Recentemente estive numa Assembleia de Freguesia (no Areeiro, em Lisboa, mas o que vou contar poderia ter-se passado nas Caldas ou em Coimbra) e tudo se passou como se passa desde 2016 (ano em que comecei a intervir com alguma regularidade no momento de “intervenção do público"): assembleias pouco participadas, representantes eleitos (nem todos) que não estão atentos, conversando com o colega de carteira, navegando na Internet no seu telemóvel ou vasculhando qualquer documento que levem para a assembleia.

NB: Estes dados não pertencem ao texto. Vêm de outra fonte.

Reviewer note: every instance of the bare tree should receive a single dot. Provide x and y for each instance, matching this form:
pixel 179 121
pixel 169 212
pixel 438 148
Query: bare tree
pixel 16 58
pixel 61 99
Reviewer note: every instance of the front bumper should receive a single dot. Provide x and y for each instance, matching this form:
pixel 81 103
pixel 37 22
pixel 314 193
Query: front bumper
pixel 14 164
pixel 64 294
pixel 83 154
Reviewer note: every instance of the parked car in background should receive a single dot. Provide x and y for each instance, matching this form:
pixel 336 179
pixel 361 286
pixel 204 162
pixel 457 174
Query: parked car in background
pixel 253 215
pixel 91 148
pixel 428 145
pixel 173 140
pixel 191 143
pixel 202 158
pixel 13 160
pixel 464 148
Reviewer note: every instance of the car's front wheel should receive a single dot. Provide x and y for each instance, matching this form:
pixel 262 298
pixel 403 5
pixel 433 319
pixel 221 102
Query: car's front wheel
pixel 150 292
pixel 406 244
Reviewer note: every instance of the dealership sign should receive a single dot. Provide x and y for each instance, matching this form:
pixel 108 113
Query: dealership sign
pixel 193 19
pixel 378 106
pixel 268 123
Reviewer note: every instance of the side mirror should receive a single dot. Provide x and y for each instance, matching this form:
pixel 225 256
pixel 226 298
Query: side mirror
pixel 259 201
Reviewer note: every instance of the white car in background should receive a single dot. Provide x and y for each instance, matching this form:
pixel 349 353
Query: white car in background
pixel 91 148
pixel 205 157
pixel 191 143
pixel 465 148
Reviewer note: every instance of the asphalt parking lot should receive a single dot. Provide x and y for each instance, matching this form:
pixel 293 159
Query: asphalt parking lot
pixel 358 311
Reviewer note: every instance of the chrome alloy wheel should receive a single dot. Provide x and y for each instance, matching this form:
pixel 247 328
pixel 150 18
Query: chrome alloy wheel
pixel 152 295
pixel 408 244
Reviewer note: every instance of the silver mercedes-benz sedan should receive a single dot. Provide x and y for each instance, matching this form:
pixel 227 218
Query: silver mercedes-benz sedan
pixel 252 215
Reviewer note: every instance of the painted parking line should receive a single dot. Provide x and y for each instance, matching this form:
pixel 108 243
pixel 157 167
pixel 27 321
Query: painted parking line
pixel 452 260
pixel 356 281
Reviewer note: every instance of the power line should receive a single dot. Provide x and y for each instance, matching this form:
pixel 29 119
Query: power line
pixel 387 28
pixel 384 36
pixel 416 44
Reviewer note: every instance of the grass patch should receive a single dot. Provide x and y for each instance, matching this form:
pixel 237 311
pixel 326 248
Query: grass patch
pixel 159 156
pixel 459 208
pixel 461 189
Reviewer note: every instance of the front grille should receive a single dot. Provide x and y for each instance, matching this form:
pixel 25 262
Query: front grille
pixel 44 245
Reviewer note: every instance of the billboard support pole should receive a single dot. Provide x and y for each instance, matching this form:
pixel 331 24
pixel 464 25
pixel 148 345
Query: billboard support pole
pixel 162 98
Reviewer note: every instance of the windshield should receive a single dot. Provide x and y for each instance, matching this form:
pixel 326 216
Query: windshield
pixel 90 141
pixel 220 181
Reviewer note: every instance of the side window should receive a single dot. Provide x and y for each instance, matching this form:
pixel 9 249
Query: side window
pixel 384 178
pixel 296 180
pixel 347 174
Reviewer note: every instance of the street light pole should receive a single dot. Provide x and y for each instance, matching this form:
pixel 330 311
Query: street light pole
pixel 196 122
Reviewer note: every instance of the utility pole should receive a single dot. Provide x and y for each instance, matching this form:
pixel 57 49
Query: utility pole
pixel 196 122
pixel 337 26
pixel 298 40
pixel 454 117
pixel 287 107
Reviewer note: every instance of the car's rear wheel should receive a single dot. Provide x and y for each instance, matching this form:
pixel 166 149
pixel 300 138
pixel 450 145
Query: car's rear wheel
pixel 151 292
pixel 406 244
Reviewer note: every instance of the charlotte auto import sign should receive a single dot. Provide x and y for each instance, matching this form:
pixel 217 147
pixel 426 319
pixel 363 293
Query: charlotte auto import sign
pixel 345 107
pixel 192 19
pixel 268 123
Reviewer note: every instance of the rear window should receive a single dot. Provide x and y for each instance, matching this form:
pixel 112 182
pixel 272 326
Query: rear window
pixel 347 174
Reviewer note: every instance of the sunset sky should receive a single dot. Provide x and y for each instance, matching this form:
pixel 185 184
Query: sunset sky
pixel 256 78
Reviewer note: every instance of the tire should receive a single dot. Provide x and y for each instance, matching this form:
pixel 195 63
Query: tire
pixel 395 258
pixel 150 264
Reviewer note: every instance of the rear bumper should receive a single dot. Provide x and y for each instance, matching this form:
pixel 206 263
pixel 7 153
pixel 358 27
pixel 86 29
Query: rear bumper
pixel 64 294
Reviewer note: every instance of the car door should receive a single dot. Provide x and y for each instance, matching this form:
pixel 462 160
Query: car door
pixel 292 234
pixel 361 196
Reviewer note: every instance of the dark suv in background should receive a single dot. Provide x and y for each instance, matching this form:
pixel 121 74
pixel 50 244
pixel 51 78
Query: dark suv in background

A este deficit de atenção (que diminuiu apenas quando chamei especificamente a atenção para o mesmo numa destas intervenções e após esta admoestação ter ficado em acta) há que somar outro desrespeito igualmente grave aos cidadãos que intervêm nestas assembleias e que consiste na ausência de resposta.

A ausência de resposta de um membro do executivo da junta ou dos membros da Assembleia de Freguesia é particularmente grave porque as Juntas de Freguesia são, precisamente, a primeira instância de Democracia que os cidadãos conhecem, porque são também os órgãos democráticos mais próximos (em tese) dos cidadãos e porque a ausência de resposta (que cai não somente sobre o presidente ou vogais do executivo, mas sobre o presidente da assembleia e todos os demais eleitos) consubstancia uma violação do prescrito no artigo 86 do Código do Procedimento Administrativo (anexo ao Decreto-Lei n.º 4/2015, de 7 de Janeiro) e do “prazo máximo para fornecimento de informação aos cidadãos recenseados na freguesia é de 10 dias”, que recorre em muitos regimentos de Assembleia de Freguesia deste pais, nuns casos com um máximo de 20, noutros com um máximo de 30 (!) dias, mas somando sempre (artimanha do Legislador) a expressão que empurra, de facto, a resposta dos eleitos para o infinito: “se outro prazo mais curto não for possível cumprir”. Por uma questão de decência e de respeito para com os cidadãos, esta excepção eternizante deveria ser proibida por força de lei, já que a maioria dos regimentos de juntas deste país não parecem revelar esse elementar bom senso. 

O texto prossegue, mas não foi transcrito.